There, amongst the trees, Angus effortlessly drained both of them. Hardly a thought at all passed through his mind as he gnawed on their sinewy throats, as autogenic as any other feeding beast. It was the best meal he’d had since the guards at Midgate.
Feeling a bit ridiculous as he did so, Angus made his best attempt at mimicking the wolf call that he’d heard earlier that night. He soon caught their scent on the light, autumn breeze. Being fully alert and exceptionally well-fed, he easily detected the wolves from about 300 yards away. Angus held his arm out in their direction and rang the bell he’d retrieved from the cobbler’s door. Before they could approach any closer, he picked up the crate and confidently walked back down the path towards the inn.
The black horse reacted the same as before when Angus reentered the stables. It did not seem to care much about the pear when Angus presented it, but it was enough to quiet the animal back down when he left it on the ground, near its cubicle. Angus found Zorya next. Removing the book and Anatoliy’s boots, he stashed the crate in a corner near her and concealed the box with hay. He stroked her mane before heading back inside. The night had been a very long one. Dawn would arrive soon.
Anatoliy was just as Angus had left him: lovely, placid, tangled in sheets. Angus placed Anatoliy’s fresh boots where they’d been before and tucked the book of ghost stories into his backpack. Taking a seat at the small corner table, he spent a few minutes writing to Edwina.
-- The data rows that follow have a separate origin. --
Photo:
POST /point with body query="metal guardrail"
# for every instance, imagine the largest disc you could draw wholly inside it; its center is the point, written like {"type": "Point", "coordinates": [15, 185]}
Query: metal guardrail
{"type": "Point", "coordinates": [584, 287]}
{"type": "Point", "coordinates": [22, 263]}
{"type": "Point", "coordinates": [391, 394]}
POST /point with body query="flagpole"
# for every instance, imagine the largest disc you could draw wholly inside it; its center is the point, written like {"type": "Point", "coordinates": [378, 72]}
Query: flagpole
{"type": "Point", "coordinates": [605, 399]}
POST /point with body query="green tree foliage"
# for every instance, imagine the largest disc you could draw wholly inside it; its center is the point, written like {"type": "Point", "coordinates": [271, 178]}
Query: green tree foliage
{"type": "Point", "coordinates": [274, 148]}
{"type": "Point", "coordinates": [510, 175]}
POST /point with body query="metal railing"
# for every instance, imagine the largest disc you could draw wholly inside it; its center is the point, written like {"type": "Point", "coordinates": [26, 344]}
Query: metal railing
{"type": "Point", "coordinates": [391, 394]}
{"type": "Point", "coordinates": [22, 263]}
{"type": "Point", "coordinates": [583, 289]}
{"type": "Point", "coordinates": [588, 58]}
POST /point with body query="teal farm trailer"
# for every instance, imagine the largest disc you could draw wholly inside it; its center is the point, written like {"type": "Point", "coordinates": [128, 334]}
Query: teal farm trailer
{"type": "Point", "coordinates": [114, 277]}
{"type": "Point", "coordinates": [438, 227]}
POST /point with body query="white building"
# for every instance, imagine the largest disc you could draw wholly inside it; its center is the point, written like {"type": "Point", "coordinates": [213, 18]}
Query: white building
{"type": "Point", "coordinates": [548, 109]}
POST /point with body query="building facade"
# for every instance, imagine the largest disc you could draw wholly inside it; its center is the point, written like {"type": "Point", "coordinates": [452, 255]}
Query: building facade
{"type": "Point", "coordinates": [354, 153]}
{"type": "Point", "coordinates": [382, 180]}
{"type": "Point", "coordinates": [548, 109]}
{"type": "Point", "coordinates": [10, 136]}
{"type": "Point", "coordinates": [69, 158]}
The light of the candle continued to flicker with heat after he had scribed his final words. Angus withdrew the mostly used tin of lanolin from his pocket and gathered the mostly dried flowers he’d found in the woods the night before. He crumpled them up above the empty ceramic bowl he’d used previously to clean Anatoliy’s wound, picking apart the more stubborn sections of the flowers by hand and cutting up the densest parts with his knife. Angus divided some beeswax he’d saved from the devoured honeycomb into smaller chunks with the knife, smeared the small traces of lanolin along the edges of the bowl, and then, finally, Angus borrowed the bottle of olive oil from Anatoliy’s food sack, adding only a few drops. He held the bowl over the candle flame, tilting it this way and that until the fatty ingredients appeared to have melted evenly into a clear liquid, changing color from rich gold to a sickly green tint as the mixture seeped in the medicine from the crushed flowers. At the change of color, Angus carefully poured the contents of the bowl into the empty lanolin tin, sealing it to let the salve set.
When he was done, Angus stole the gold coin from the offering bowl and placed it in the aumônière on his belt with the rest of his money. He stripped down naked and wiped himself clean with a wet cloth, then slipped into bed, nestling his lissome body against Anatoliy’s chest. He curled into a tight, cozy ball, falling asleep in Anatoliy’s delicious warmth.
Eddie,
Things are going very well for me out here. I just had the most fantastic night. Some people were unkind to my new friend, but all I had to do was hypnotize them, and they let me drink them. It feels nice to do some good for someone. And he deserves it, cousin. He’s wonderful. I honestly believe I’ll be able to make a new friend for you soon. I hope you can meet him shortly after I do so. He’s good at making me laugh —and good at kissing too. I want to go on, but I probably shouldn’t make you suffer for it.